Já que está na moda discutir a entrada de «ismos» (anglicismos, francesismos e outros) na língua portuguesa, que tal discutir a palavra «gay»?
Os termos técnicos entram com alguma facilidade no quotidiano das pessoas e nos nossos dicionários. É apenas uma questão de tempo e veremos aportuguesadas palavras como «Internet» ou «Blog». O mesmo não acontece com termos que tentam categorizar o comportamento humano, como é o caso de «gay».
Se houvesse um sinónimo na língua portuguesa que a substituísse correctamente, talvez não fosse tão difícil perceber porque é que a palavra não sofreu ainda um processo de hegemonização (uso e reconhecimento geral da palavra) e, consequentemente, o seu aportuguesamento (guei?).
Poder-se-ia afirmar que «homossexual» seria a versão mais correcta, em português, do anglicismo em causa. Mas basta olhar para o nosso código penal ou perceber em que contextos ela é usada diariamente para daí concluirmos que não é de todo a sua tradução mais feliz.
«Gay» chegou a Portugal, no final do século XX, com todo um percurso feito, primeiro no universo linguístico/cultural anglo-saxónico, depois exportado, sobretudo para as comunidades LGBT de todo o mundo. A palavra que, na sua génese, significava «alegre, de bom-humor; vistoso» (Dicionário Inglês-Português, Porto-Editora, 1997, pág. 353), começou a ter, pelo menos desde o século XIX, uma conotação sexual enquanto sinónimo de «prostitutos e prostitutas, pela forma vistosa como se vestiam».
Acarinhada e «positivada» pela literatura, sofrida na pele de quem se propôs ser activista de minorias sexuais, «gay» conquistou, lá fora e durante mais de um século, a dimensão de «bandeira lexical», em paralelo à de tecido multicolor. Chegou-nos, a nós portugueses, isenta de cargas negativas, à prova, portanto, de insultos e ignorância.

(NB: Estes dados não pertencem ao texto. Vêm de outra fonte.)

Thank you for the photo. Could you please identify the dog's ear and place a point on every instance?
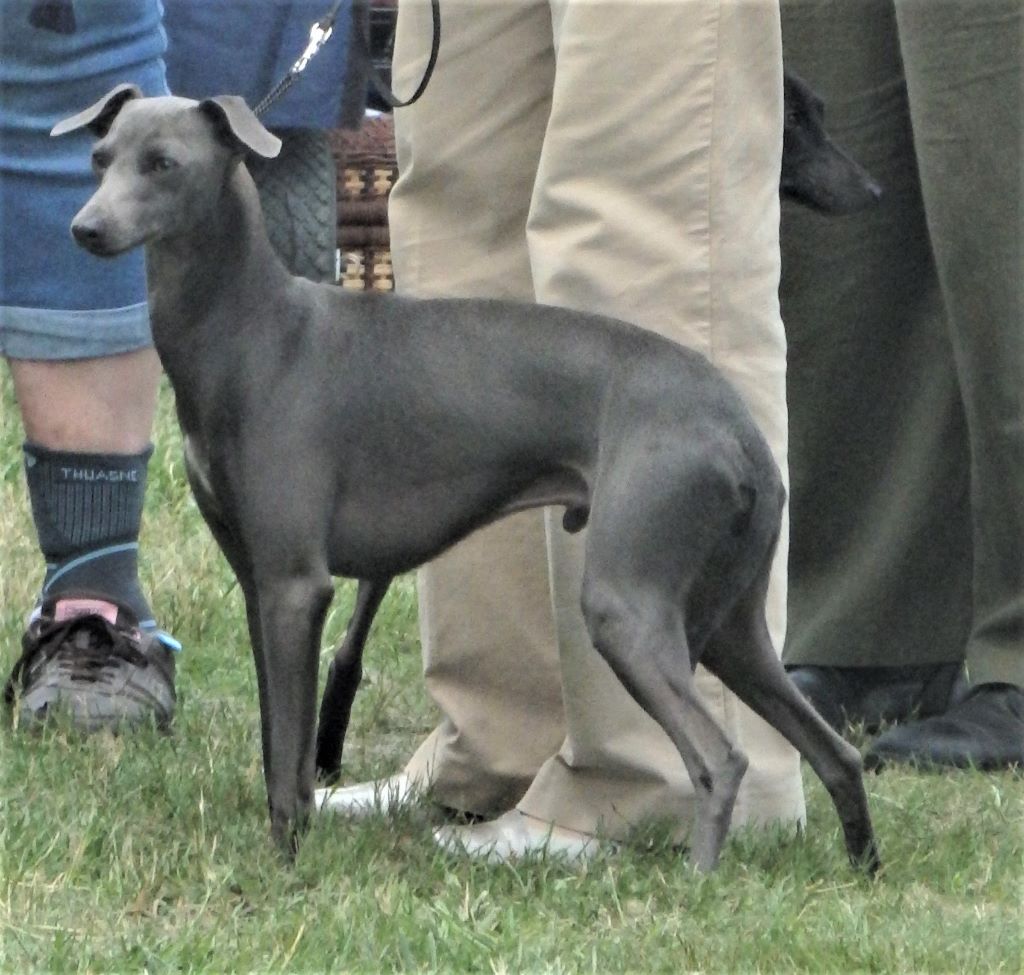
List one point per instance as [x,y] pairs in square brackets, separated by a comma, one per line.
[237,125]
[99,117]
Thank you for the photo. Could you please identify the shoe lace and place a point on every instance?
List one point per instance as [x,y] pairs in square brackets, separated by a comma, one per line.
[87,647]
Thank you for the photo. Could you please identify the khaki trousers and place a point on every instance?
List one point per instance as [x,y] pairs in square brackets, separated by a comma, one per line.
[623,158]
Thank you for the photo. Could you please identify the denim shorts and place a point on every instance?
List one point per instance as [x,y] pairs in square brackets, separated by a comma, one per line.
[57,301]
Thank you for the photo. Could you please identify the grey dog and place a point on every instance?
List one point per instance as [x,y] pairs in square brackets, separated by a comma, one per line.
[330,433]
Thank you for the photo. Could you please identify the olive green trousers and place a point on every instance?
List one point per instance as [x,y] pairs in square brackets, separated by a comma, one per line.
[905,327]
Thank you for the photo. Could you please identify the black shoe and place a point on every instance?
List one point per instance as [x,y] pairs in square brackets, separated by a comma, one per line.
[985,730]
[88,659]
[877,695]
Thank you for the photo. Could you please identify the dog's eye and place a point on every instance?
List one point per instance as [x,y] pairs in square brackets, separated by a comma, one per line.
[159,163]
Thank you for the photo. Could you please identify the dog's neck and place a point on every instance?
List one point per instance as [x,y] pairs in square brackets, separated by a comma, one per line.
[200,280]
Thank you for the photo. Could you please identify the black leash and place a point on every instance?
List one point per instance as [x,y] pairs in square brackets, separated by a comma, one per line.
[321,33]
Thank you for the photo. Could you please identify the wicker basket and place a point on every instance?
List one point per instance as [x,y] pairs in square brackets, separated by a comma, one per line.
[367,170]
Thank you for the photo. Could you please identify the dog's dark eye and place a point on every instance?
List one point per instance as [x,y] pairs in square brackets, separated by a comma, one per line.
[160,164]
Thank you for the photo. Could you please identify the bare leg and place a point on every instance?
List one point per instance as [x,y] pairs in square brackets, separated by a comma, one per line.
[93,406]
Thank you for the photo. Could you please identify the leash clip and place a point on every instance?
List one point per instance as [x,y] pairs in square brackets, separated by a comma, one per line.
[318,36]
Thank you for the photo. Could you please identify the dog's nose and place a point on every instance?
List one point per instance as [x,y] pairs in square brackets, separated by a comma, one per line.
[88,235]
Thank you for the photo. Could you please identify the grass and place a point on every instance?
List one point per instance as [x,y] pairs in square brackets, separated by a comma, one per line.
[151,852]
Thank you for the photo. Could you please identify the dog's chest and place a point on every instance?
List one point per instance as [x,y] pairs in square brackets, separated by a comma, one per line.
[198,466]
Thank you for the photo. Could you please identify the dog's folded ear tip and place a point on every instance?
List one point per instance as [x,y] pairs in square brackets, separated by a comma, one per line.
[96,117]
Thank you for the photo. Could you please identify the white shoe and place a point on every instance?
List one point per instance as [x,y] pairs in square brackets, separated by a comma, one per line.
[515,835]
[366,799]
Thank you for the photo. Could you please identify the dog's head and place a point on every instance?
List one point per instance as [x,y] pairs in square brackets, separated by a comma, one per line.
[815,171]
[162,164]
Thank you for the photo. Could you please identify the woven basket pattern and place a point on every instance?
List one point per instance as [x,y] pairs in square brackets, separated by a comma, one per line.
[367,170]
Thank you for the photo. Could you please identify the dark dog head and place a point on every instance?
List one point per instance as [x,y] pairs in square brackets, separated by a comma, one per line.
[815,171]
[161,164]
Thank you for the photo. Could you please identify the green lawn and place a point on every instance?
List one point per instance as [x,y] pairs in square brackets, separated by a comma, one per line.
[152,852]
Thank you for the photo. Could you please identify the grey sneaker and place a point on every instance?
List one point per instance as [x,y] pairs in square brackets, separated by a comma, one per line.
[87,658]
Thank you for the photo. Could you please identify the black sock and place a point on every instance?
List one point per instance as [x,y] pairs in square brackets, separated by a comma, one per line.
[88,509]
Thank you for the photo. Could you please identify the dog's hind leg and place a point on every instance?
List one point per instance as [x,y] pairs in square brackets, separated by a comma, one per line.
[291,620]
[646,647]
[741,655]
[343,679]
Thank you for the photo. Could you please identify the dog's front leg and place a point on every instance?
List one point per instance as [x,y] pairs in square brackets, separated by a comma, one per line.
[291,619]
[343,679]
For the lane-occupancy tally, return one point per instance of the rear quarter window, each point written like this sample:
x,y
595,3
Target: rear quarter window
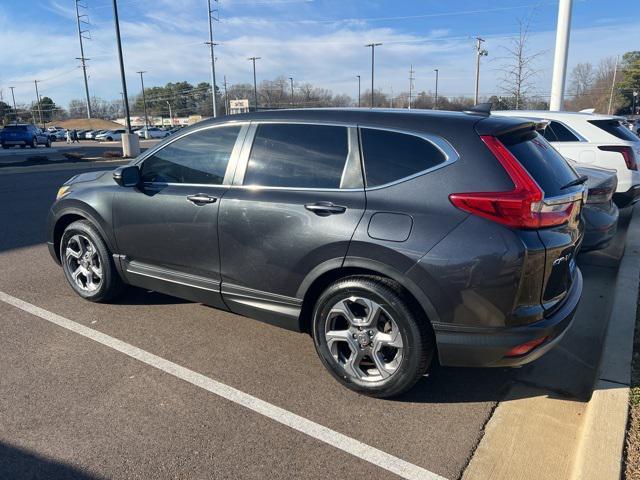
x,y
543,162
390,156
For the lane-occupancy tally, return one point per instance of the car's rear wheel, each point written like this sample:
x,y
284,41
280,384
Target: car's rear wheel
x,y
370,337
87,263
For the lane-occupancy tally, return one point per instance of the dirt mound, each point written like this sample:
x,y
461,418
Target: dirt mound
x,y
84,123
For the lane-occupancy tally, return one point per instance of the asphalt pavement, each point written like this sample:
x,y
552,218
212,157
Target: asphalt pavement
x,y
74,408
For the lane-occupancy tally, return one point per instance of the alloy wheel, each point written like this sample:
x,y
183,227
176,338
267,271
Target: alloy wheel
x,y
83,263
364,339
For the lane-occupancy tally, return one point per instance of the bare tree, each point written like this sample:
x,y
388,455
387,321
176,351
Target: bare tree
x,y
518,68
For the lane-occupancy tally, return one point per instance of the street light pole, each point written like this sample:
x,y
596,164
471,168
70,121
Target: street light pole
x,y
291,80
435,100
255,85
15,109
144,100
125,96
480,52
38,100
373,57
213,59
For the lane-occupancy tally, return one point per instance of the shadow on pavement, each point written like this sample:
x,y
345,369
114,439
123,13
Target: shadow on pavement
x,y
18,463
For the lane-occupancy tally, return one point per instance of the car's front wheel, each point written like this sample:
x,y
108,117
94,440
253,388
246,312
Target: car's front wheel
x,y
87,264
370,336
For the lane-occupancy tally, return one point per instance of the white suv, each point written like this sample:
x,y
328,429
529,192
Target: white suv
x,y
601,140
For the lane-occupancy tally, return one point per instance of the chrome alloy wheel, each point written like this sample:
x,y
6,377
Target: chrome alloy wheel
x,y
363,339
83,263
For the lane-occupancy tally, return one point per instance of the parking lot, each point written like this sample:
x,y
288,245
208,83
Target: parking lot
x,y
74,407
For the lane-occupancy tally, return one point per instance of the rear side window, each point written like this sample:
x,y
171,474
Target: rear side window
x,y
200,157
562,133
547,167
297,156
390,156
615,128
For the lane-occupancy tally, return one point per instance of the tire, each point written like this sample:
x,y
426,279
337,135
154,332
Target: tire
x,y
395,350
83,238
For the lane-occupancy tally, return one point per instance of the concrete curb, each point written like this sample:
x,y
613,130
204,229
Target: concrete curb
x,y
599,454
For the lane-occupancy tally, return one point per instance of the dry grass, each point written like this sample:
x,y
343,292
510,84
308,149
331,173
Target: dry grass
x,y
83,123
632,447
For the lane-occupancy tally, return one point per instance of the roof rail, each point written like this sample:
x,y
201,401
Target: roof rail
x,y
483,109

Sintomático da reacção à sua entrada na língua portuguesa é o facto de «gay» ser traduzido no dicionário supra referido apenas no seu significado original, quando ele parece estar também perfeitamente consolidado na língua inglesa como sinónimo de homossexualidade (no seu sentido mais lato). Se os dicionários simbolizam uma cultura, os portugueses excluem, portanto, uma parte significativa da sua riqueza.
Ao não incluir «gay», nem que seja nos «léxicos estrangeiros utilizados na língua falada e escrita», será que estamos dispostos a empreender a luta pela «positivação» das nossas próprias palavras: «bicha», «fufa» e tantos outros termos, actualmente pouco afectuosos? Será que o activismo sexual, em Portugal, tem condições para o fazer? Será que uma sociedade que caminha para a cada vez maior desigualdade entre ricos e pobres, entre letrados e analfabetos... tem condições para o fazer?
Tenho as maiores dúvidas e suponho que a única forma de «gay» entrar no nosso dicionário/cultura será por decreto. Uma espécie de «léxico preventivo», que em vez de esperar por transformações sociais que dificilmente terão lugar, aguardaria silenciosamente, nas páginas de um dicionário, o melhor momento para se entranhar.